Analyse
Erscheinungsdatum: 15. April 2025

Serie (X): Wer bekommt welche Rolle? Wie sich Manuela Schwesig auf der Berliner Bühne bewegt

Ehrgeizig, meinungsstark und sendungsbewusst – eine Frau mit Nehmerqualitäten. Kam Manuela Schwesig, um zu bleiben?

Plötzlich war sie wieder da. Als ob nichts gewesen wäre. Sie hatte sich robust als Ost-Vertreterin in die SPD-Verhandlungsdelegation hineingedrängt. Sie gab als einzige TV-Interviews vor Beginn der Sondierungsgespräche, und sie versteckt sich auch sonst nicht. Ob im Morgenmagazin, bei Lanz oder vor der jüngsten Bundesratssitzung: Scheu vor Mikrofonen hat Manuela Schwesig in diesen Tagen nicht. Seit 2017 ist sie Ministerpräsidentin von Mecklenburg-Vorpommern – aber sie hat auch wieder Gefallen am politischen Geschäft in Berlin gefunden.

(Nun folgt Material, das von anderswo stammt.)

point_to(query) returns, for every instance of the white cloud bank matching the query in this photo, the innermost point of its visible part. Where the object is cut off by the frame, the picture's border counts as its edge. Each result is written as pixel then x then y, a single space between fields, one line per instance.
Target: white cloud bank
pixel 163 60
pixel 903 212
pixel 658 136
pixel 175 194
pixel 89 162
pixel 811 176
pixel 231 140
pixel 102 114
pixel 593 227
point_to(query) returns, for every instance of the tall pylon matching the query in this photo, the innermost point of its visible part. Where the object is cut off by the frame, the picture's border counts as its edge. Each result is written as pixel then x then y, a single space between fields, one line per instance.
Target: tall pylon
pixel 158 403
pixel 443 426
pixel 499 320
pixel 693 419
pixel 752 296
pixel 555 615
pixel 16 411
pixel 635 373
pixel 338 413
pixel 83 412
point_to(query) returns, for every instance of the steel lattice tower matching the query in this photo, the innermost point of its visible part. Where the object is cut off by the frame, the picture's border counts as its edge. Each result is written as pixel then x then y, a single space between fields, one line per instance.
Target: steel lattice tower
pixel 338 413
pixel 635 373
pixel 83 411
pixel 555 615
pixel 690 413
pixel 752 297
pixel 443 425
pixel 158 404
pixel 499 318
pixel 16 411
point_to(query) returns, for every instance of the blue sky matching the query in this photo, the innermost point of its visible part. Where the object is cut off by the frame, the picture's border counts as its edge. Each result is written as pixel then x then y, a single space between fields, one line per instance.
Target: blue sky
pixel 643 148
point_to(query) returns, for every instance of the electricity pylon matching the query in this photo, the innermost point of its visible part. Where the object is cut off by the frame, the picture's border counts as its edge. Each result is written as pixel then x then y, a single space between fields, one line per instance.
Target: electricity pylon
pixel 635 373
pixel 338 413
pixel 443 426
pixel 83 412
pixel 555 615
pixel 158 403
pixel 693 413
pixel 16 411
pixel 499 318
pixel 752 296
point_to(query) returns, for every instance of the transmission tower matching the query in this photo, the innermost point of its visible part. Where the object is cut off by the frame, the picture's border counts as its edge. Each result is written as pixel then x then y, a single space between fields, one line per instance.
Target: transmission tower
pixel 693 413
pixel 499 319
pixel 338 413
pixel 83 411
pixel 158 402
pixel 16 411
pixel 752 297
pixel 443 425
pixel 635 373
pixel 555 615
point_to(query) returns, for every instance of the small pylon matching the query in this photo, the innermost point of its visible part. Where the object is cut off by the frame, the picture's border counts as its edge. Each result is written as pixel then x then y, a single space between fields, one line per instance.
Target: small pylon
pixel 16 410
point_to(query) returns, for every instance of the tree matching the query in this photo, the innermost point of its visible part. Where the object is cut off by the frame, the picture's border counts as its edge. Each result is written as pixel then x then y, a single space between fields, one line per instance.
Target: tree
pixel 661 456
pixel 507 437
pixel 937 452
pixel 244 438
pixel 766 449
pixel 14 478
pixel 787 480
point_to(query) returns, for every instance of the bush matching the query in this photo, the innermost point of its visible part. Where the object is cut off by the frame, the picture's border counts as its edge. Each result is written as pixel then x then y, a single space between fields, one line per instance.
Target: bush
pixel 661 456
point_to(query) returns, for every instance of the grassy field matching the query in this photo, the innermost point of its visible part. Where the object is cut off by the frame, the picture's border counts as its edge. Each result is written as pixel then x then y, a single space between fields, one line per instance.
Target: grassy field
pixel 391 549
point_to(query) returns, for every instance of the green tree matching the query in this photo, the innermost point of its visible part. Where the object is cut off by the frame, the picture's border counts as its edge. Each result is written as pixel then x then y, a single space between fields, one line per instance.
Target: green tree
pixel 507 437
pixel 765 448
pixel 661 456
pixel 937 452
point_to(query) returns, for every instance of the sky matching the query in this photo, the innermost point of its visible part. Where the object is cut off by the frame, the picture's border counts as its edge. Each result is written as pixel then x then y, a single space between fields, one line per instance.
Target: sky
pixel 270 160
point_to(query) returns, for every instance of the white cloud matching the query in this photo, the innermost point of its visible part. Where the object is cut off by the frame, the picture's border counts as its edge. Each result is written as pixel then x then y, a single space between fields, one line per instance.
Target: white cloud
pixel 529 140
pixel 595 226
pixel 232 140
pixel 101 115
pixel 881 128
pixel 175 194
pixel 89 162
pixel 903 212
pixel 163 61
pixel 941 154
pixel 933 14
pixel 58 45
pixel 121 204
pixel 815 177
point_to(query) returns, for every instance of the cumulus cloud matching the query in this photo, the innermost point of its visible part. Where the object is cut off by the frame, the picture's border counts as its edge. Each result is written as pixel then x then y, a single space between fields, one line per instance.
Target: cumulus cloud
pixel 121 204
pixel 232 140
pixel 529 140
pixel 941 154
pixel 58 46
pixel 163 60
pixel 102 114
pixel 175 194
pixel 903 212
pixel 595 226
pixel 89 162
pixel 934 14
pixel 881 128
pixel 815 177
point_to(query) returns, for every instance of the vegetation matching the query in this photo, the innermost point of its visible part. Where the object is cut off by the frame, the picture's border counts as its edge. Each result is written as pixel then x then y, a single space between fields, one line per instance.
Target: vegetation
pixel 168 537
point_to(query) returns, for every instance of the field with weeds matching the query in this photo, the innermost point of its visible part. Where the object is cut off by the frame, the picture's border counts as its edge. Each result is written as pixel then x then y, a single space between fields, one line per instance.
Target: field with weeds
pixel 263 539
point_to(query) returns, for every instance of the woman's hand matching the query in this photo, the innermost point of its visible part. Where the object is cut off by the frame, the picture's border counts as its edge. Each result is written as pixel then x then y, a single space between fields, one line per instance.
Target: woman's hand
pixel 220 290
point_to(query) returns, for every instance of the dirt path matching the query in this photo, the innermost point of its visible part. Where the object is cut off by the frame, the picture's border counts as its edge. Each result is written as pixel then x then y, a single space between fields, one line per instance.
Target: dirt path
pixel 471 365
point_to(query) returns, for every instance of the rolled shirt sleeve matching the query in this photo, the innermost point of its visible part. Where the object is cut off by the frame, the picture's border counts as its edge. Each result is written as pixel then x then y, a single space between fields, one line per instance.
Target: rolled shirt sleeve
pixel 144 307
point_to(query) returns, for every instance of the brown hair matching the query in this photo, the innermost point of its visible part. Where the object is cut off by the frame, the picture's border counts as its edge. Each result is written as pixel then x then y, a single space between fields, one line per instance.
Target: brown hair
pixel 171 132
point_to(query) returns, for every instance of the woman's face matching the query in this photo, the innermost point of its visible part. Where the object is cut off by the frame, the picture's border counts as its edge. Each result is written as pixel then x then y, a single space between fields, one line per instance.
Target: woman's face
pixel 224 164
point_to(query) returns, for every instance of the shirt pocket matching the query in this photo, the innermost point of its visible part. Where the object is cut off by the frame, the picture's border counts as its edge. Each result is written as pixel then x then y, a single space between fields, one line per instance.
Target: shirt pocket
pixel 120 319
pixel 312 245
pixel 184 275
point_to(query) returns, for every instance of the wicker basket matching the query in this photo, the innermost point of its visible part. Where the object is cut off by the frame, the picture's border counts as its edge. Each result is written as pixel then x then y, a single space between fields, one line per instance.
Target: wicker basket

Dass der Blick auf die 50-Jährige fällt, kommt nicht von ungefähr. Viele Frauen für Spitzenpositionen hat die SPD nicht im Angebot – und mit ihrer Erfahrung erst recht nicht. Schwesig war schon Landes- und Bundesministerin, war stellvertretende Parteivorsitzende und amtiert seit acht Jahren als Ministerpräsidentin. Und sie hat noch etwas vor. Zu ihrem Erfahrungsreservoir gehören auch die Schattenseiten, privat und beruflich. Sie hat eine Krebserkrankung überwunden, und auch aus dem Schlaglicht, das ihr Einsatz für Nord Stream 2 geworfen hatte, ist sie einigermaßen unbeschadet wieder herausgetreten. War da was – außer, dass Neu-Koalitionsfreund Norbert Röttgen seinerzeit ihren Rücktritt gefordert hatte?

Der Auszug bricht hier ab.